The injection of water with the aqueous emulsion batch could be an option for the recovery of oil in sandstone fields flooded with water or that contain oil with approximately 20° API gravity, where the application of ASP technologies, injection of polymers, gels or foams can represent technological problems or high costs.
U.S. Pat. No. 4,197,912 discloses an oil extraction process using a mixture of organic silicon compounds dispersed or dissolved in hydrocarbons. However, the amount and concentration of the chemical compounds do not make this process financially feasible. U.S. Pat. No. 4,074,536 discloses a rock hydrophobization process using organic silicon compounds, which form a thin layer on the rock surface and work as water repellents. U.S. Pat. Nos. 4,296,812 and 4,230,182 disclose similar oil recovery processes by means of emulsions, where the continuous phase is the surfactant aqueous solution and the dispersed phase contains 15% dialkylsiloxane hydrocarbons.
U.S. Pat. No. 6,165,948 and the paper by Chunyan Feng et al. [Chunyan Feng, Ying Kong, Guancheng Jiang, Jinrong Yang, Chunsheng Pu, Yuzhong Zhang, Wettability modification of rock cores by fluorinated copolymer emulsion for the enhancement of gas and oil recovery, Applied Surface Science 258 (2012) 7075-7081] refer to a rock hydrophobization method by using hydrophobic substances such as silicon-based waxes, polyethylene or fluorinated compounds. Jeirani et al. [Z Jeirani, B. Mohamed Jan, B. Si Ali, I. M. Noor, C. H. See, W. Saphanuchart, Formulation, optimization and application of triglyceride microemulsion in enhanced oil recovery, Industrial Crops and Products 43 (2013) 6-14], disclose the application of triglyceride-based microemulsions for the tertiary recovery of oil. In addition, the researchers at the Alberta Petroleum Institute, Rao et al. [D. N. Rao, M. Girard, S. G. Sayegh, The influence of reservoir wettability on waterflood and miscible flood performance. PETSOC 92-06-05, 31 (1992) 47-55] concluded from the performed studies that the oil recovery by water injection is more efficient in mixed wettability systems. In the SPE 130994 paper [Q. Di, C. Shen, Z Wang, B. Jing, C. Gu, Y. Qian, Innovative Drag Reduction of Flow in Rock SPE 130994 (2010)], the authors studied the rock hydrophobization process to reduce the dragging flow rate (water), enhancing the oil extraction process.

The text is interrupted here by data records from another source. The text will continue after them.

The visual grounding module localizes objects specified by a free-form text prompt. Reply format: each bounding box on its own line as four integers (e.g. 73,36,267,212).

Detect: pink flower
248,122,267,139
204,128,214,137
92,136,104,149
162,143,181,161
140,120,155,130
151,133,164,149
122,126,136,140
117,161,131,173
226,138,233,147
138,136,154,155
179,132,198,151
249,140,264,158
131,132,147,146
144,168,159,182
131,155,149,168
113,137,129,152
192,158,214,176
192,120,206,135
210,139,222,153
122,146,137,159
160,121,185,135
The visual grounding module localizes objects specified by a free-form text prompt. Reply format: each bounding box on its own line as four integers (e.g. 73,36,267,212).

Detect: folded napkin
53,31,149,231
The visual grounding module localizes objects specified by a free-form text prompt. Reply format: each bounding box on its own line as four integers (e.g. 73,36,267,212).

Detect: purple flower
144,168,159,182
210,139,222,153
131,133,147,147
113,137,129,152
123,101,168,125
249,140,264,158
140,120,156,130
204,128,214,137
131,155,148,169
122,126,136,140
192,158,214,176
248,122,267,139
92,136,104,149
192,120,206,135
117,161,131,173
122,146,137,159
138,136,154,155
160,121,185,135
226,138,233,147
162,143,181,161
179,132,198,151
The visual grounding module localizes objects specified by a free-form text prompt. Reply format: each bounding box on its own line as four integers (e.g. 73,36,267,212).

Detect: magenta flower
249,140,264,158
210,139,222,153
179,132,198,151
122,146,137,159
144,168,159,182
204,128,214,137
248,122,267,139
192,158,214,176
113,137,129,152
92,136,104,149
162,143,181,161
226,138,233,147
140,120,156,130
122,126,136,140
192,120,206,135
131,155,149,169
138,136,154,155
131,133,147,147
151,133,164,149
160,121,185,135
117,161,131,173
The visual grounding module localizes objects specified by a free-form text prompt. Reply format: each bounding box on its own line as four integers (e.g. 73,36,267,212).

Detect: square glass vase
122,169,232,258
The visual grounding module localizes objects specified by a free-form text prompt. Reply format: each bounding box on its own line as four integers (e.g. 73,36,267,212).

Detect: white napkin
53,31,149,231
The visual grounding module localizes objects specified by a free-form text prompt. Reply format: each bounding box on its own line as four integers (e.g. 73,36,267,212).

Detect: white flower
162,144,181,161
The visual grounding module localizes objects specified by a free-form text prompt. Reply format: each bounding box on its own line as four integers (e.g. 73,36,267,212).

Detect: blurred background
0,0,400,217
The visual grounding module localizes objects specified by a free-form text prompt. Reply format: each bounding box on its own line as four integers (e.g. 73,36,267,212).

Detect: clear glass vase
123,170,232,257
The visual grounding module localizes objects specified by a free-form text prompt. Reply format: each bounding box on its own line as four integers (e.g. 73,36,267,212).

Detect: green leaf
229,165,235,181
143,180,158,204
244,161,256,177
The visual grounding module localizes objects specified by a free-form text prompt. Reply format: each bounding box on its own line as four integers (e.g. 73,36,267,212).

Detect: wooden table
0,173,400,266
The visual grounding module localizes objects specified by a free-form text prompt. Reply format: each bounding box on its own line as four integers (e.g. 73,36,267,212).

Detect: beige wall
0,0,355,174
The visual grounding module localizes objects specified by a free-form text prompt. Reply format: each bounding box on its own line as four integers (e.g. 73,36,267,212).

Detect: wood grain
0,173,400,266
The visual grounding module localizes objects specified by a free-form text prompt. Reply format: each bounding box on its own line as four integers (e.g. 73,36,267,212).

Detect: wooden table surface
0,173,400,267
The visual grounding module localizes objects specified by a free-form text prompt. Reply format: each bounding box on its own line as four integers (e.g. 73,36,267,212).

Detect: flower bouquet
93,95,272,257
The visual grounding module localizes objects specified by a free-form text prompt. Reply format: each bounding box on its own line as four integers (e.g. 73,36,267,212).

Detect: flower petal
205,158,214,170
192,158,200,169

There are diverse publications related to the application of emulsions based on either oil itself or its fractions and an emulsifier for oil recovering, for example, Ajay et al. in the paper published in Ind. Eng. Chem. Res. 2010, 49, 12756-12761 reported additional oil recovery up to 23% using an O/W-type emulsion with cog-wheel oil. On the other hand, V. C. Santana et al. featured in the Journal of Petroleum Science and Engineering 66 (2009) 117-120 a successful oil recovery test in a sand package by using an oil microemulsion. McAuliffe, at the 1972 Symposium in Tulsa, presented a research work (SPE 4369, SPE 4370) based on the development and application of the oil emulsion injection method (at 14% concentration) for tertiary recovery in the Midway-Sunset oil field in the United States. Nevertheless, in the literature, no injection method of emulsions free of siloxanes, fluorinated compounds or polymers for rock hydrophobization for additional oil recovery has been described so far.